Based on the results and discussion above, it can be concluded that some other RAs that can reduce Cu(II) into Cu(I) can act as HA in the O2/Cu/HA system so as to induce the chain reactions of the copper species to induce the generation of ROS (e.g. O2−•, H2O2, and HO•). The mechanism of the O2/Cu/RAs systems was proposed as Figure 7.
This study set up the O2/Cu/HA system to utilize HA to reduce Cu(II) into Cu(I) so as to initiate the chain reactions of the oxygen species, resulting in the generation of O2−•, H2O2, and HO• in the aerobic aqueous solutions.

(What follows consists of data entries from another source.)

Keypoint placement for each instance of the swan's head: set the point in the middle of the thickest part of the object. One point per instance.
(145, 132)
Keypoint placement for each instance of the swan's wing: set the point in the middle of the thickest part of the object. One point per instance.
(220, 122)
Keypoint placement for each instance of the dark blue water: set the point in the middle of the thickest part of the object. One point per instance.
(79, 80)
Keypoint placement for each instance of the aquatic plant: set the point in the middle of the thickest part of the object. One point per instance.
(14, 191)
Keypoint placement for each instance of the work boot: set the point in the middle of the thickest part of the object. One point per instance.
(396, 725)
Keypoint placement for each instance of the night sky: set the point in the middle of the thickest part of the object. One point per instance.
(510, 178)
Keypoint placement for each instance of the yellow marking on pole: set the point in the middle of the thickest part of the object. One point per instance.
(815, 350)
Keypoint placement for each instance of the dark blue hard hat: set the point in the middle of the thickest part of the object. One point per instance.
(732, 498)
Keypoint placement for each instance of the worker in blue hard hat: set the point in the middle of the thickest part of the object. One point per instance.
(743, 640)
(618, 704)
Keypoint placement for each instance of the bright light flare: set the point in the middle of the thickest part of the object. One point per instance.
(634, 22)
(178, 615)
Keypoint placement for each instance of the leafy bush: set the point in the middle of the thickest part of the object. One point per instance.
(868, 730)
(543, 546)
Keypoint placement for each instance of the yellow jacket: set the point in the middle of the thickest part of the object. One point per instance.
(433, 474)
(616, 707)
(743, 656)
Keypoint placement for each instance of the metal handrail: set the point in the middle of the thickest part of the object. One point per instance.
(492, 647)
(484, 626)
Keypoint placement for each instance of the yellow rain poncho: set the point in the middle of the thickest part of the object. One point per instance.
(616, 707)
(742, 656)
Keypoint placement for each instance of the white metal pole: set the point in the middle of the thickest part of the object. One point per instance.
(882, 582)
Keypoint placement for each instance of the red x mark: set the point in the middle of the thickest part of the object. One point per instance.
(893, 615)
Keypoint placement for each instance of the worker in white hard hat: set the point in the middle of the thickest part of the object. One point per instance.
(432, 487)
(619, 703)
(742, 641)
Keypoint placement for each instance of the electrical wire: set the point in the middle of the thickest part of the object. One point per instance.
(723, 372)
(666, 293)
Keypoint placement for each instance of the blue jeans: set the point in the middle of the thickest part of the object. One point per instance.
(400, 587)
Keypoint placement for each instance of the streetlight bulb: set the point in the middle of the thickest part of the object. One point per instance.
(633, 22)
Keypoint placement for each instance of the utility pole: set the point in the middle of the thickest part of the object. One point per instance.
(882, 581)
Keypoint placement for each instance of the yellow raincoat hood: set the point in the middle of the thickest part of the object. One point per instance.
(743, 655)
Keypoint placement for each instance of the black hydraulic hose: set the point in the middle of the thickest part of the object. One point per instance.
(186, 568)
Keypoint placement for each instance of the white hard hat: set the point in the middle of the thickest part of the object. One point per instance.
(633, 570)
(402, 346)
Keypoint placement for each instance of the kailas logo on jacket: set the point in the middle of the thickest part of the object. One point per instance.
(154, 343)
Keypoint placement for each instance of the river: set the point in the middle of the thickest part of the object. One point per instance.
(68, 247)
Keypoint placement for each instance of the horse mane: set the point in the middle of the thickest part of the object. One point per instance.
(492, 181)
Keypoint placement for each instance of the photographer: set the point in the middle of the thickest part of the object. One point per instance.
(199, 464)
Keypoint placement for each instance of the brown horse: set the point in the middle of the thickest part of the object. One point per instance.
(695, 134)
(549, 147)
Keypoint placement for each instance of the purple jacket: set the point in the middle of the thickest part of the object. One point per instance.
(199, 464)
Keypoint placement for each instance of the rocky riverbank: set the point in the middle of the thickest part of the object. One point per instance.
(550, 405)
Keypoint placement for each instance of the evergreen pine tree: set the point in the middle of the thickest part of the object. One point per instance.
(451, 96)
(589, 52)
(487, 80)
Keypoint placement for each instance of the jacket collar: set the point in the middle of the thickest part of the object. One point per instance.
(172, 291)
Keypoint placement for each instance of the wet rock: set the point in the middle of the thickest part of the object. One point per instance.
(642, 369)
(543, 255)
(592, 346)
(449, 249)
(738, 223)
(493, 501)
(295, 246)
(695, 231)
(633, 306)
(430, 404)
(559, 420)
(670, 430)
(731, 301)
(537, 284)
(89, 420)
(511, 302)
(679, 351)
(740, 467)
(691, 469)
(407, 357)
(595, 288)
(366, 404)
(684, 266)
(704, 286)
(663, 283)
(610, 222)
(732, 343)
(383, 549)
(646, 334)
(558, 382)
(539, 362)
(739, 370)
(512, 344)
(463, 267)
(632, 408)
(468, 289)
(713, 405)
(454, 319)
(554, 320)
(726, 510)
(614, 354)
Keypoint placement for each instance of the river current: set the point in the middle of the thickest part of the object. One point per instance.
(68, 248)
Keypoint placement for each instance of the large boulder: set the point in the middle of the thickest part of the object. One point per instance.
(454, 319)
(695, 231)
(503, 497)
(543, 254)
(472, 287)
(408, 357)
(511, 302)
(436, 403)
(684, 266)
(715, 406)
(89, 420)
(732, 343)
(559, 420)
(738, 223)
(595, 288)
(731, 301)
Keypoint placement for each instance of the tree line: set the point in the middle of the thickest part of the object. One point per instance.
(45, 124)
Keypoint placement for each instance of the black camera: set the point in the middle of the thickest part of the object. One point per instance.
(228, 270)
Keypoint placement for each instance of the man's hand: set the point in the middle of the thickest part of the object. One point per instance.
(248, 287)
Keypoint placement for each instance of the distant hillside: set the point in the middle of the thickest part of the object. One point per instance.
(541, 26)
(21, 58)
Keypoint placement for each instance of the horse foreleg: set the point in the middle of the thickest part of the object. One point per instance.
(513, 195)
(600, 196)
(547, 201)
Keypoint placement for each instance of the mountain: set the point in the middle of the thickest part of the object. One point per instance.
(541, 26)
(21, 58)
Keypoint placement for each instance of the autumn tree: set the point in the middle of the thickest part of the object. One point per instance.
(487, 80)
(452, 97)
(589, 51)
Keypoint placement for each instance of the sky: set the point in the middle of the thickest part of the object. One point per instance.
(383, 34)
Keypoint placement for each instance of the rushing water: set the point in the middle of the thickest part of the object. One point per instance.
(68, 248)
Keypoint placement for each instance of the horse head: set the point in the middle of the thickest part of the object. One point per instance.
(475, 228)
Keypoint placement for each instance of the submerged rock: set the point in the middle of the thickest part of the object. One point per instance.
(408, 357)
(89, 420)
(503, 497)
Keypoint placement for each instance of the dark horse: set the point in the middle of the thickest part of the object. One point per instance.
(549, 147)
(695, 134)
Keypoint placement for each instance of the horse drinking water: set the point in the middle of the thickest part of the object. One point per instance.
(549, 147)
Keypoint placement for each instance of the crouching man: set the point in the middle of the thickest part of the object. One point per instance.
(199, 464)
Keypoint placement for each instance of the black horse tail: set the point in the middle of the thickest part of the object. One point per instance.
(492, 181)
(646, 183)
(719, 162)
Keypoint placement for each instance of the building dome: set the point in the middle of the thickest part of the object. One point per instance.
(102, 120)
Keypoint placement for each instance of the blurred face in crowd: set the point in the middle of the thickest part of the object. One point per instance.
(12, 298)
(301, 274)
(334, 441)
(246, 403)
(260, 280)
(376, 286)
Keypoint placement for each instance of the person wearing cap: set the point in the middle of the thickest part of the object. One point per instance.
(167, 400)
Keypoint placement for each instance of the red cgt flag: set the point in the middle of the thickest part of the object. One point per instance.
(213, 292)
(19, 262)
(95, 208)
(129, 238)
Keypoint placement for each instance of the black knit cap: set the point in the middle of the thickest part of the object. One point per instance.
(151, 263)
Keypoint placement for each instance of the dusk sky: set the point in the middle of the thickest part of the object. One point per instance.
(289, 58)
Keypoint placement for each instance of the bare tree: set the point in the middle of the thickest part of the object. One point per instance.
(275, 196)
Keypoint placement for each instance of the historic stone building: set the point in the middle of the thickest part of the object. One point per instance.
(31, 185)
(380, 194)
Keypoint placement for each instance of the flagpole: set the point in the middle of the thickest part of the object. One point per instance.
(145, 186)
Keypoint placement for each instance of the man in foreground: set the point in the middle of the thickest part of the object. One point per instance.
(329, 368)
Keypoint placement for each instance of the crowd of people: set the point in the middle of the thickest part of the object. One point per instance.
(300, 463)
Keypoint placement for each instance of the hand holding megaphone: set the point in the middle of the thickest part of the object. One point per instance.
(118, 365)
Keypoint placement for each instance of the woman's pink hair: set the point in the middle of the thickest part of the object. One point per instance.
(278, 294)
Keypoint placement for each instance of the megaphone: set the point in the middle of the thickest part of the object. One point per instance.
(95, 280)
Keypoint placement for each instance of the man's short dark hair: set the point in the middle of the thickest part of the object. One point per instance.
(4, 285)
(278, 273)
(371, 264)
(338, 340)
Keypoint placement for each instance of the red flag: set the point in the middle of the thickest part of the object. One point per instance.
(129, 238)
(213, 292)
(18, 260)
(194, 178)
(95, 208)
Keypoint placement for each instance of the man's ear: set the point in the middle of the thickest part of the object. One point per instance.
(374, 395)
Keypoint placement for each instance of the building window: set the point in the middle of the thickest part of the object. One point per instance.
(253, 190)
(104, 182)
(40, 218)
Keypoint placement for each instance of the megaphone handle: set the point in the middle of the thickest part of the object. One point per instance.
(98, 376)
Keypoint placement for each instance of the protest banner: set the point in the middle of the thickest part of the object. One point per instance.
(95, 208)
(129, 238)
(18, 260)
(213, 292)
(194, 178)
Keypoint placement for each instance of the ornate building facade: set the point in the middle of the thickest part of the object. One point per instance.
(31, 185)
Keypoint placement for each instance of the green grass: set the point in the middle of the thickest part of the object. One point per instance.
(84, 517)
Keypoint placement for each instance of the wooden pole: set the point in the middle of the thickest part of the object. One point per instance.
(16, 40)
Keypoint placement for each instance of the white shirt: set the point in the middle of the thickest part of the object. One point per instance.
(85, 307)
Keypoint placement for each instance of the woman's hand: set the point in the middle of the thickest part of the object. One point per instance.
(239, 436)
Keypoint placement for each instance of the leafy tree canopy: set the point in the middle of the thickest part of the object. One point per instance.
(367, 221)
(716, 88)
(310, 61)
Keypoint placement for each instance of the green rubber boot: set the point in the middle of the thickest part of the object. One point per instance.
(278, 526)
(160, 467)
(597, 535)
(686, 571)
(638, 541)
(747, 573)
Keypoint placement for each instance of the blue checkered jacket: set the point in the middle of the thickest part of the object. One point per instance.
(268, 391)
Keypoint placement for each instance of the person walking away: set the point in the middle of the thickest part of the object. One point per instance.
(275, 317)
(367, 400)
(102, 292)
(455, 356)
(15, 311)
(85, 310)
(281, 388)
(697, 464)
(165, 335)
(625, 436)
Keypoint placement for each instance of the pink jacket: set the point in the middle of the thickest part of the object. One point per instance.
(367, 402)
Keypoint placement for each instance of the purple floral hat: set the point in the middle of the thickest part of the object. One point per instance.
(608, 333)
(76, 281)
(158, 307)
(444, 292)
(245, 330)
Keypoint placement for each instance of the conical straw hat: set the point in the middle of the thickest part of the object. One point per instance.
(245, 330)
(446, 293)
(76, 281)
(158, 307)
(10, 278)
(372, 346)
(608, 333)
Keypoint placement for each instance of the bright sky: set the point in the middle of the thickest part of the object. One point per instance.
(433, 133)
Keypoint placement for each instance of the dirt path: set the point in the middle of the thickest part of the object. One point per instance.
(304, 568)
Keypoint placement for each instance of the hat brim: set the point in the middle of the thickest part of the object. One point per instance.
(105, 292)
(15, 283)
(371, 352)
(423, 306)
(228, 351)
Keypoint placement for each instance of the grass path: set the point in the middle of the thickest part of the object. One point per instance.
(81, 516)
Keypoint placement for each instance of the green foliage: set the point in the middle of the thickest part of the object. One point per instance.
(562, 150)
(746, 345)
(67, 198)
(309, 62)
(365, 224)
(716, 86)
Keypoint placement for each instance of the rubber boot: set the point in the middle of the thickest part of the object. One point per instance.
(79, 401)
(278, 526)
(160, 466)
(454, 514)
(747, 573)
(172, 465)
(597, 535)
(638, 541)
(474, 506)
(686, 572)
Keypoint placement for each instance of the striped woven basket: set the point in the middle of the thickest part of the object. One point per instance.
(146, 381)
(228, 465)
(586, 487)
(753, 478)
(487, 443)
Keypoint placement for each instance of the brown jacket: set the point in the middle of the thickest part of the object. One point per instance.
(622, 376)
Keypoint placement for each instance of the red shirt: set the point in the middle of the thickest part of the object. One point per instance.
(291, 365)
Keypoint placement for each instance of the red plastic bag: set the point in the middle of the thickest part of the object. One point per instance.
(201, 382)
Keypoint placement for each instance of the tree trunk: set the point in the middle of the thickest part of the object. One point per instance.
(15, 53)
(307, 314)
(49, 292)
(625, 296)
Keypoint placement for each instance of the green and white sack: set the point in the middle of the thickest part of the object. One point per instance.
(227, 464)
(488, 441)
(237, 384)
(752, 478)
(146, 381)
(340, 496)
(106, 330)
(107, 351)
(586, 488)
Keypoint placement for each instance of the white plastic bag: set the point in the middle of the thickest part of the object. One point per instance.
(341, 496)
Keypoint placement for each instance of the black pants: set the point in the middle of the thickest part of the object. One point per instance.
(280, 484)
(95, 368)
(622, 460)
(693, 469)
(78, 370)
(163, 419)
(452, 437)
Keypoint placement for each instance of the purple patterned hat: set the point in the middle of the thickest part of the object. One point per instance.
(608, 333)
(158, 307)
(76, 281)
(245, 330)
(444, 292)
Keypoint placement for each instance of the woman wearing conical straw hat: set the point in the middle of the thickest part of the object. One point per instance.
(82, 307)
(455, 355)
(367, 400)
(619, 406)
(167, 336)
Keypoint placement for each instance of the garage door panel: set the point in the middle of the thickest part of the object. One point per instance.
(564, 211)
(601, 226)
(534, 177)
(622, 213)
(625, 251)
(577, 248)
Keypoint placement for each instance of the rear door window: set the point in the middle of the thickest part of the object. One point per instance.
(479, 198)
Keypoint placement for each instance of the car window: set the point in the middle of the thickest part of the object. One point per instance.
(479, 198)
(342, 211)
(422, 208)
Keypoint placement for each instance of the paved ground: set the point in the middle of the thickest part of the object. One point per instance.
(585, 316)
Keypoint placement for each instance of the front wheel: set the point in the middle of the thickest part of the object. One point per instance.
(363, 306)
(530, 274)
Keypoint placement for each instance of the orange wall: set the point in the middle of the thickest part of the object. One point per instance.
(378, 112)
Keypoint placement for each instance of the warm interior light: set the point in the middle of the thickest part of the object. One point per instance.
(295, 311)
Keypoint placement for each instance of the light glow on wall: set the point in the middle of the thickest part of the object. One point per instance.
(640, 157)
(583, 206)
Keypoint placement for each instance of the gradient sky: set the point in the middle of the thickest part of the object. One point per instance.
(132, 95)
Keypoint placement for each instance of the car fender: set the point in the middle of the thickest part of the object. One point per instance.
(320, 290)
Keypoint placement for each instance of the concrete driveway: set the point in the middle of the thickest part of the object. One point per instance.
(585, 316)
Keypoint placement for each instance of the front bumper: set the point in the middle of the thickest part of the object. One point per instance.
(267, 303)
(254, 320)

The mechanism proposes that unprotonated HA can reduce Cu(II) into intermediate Cu(I) to react with O2 producing O2−•, and O2−• can react with Cu(I) to form H2O2. Then, H2O2 can be further activated by intermediate Cu(I) via a Fenton-like reaction to produce HO•, resulting in BA degradation. O2 is indispensable due to less H2O2 being detected and less BA being degraded in the anoxic (N2) aqueous solution. Moreover, pH is a crucial factor in the O2/Cu/HA system; resulting from that, the protonated HA (NH3OH+) can not reduce Cu(II) into Cu(I), and Cu(I), which can initiate the chain reactions, is the pivotal intermediate of the O2/Cu/HA system. A high concentration of HA can accelerate the Cu(II)/Cu(I) redox cycle to initiate the HO• generation, but excessive HA dosage could inhibit the BA degradation in the initial phase. Although a higher Cu(II) dosage could enhance the HO• generation to degrade BA, a lower dosage of Cu(II) is more beneficial for the accumulation of H2O2 (Figure S2, available with the online version of this paper). In addition, some other RAs (e.g. NMHA, L-AA, and p-HQ) which can reduce Cu(II) into Cu(I) could act as HA in the O2/Cu/HA system so as to induce the chain reactions of the copper species to induce the generation of ROS (e.g. O2−•, H2O2, and HO•) with strong oxidation ability.
Therefore, these ROS generated in this new advanced oxidation system (O2/Cu/RAs system) can effectively degrade refractory organic contaminants in reclaimed water and wastewater with O2 as the original oxidant. These systems using RAs and Cu(II) cover wider pH ranges (e.g. 4.2–8.0 for the O2/Cu/HA system), comparing to the iron-catalyzed Fenton-like system. However, the concentration and type of copper chelating compounds existing in the reaction solution are potential variable factors (both negative and positive effects) to influence the performance of the O2/Cu/RAs system. Structural stable heterogeneous copper catalysts need to be investigated to reduce the environmental risk of homogeneous copper, although the effective dosage of Cu(II) in the O2/Cu/RAs system is less than 15.6 μM (the maximum level for copper set by the Chinese Ministry of Health). In addition, some other metals with multiple valences which are eco-friendly may be employed to replace copper in the O2/Cu/RAs system.
This work was supported by the National Natural Science Foundation of China (No. 51508353) and Graduate Student's Research and Innovation Fund of Sichuan University (No. 2018YJSY074).